Exec of Bankrupt Entity Can’t Keep $200K Deal

     CHICAGO (CN) – A board member with voting power is still an insider for the purpose of corporate bankruptcy recovery proceedings, even if other members blocked his access to company records, the 7th Circuit ruled.



     Before Longview Aluminum filed for Chapter 11 bankruptcy, Dominic Forte was one of the company’s five board members and held a 12 percent interest in the company.
     From 2001 to June 2002, Forte was repeatedly denied requests to view the company’s business records. The executive filed suit against the board member with the highest percentage interest in Longview, Michael Lynch, alleging that Lynch had used his controlling interest to bar access to the records and was excluding Forte from management decisions.
     On Aug. 20, 2002, the board members executed a majority written consent suspending Forte’s right to access Longview’s information and records, and investigating whether the requests were made for an improper purpose.
     Forte was eventually offered $400,000, plus attorneys’ fees and costs, in exchange for his agreement to leave the board. He agreed and received a $200,000 cashier’s check the same day. A $15,000 check for attorneys’ fees followed.
     But when Longview filed for Chapter 11 in March 2003, the bankruptcy trustee brought an adversary action to recover the payments made to Forte.
     Forte surrendered $15,000, conceding that payments made within three months of the date of a Chapter 11 filing can be recovered.

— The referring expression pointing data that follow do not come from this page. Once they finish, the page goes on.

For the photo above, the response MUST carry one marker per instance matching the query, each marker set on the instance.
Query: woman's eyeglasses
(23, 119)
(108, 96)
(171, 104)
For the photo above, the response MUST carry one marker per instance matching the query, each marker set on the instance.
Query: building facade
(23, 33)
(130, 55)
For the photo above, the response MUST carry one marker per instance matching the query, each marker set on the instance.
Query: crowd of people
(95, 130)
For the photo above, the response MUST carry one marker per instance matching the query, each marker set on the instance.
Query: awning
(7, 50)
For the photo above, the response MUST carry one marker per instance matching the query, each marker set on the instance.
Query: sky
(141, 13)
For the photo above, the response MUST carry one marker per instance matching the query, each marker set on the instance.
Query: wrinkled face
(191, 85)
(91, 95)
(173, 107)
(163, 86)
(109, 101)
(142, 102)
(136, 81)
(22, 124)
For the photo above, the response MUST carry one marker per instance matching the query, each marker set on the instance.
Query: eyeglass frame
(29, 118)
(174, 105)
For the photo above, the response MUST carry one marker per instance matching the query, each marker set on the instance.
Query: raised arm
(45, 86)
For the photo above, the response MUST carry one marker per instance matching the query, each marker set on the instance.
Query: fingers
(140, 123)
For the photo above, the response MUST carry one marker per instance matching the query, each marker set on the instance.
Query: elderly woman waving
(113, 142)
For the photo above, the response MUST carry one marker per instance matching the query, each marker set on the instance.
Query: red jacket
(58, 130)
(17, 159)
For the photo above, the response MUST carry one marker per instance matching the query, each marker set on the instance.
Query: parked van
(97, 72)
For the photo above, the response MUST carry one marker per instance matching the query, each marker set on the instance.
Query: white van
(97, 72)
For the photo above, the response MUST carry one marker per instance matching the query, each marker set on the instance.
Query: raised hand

But he refused to refund the $200,000, claiming that he was not an “insider” and was thus not subject to a one-year recovery period.
     Though once a board member, Forte argued that he had been stripped of his decision-making authority and insider status by the board’s majority written consent and subsequent settlement.
     A bankruptcy judge, U.S. District Court judge and three-judge panel of the 7th Circuit rejected this logic.
     “The District Court did not find the effect of the majority written consent to be enough to remove Forte’s status as an insider, and neither do we,” Judge William Bauer wrote for the court.
     Longview had temporarily suspended Forte’s access to books and records, but it did not remove him from the board, the court ruled.
     “Forte’s surviving member status caused him to retain meaningful rights and control given to members under Longview’s LLC Agreement; significantly, Forte still retained voting rights in the company,” the 10-page decision states. “At the time of the $200,000 transfer in November, Forte still held a formal position on the board and did not resign until after he received the transferred funds.”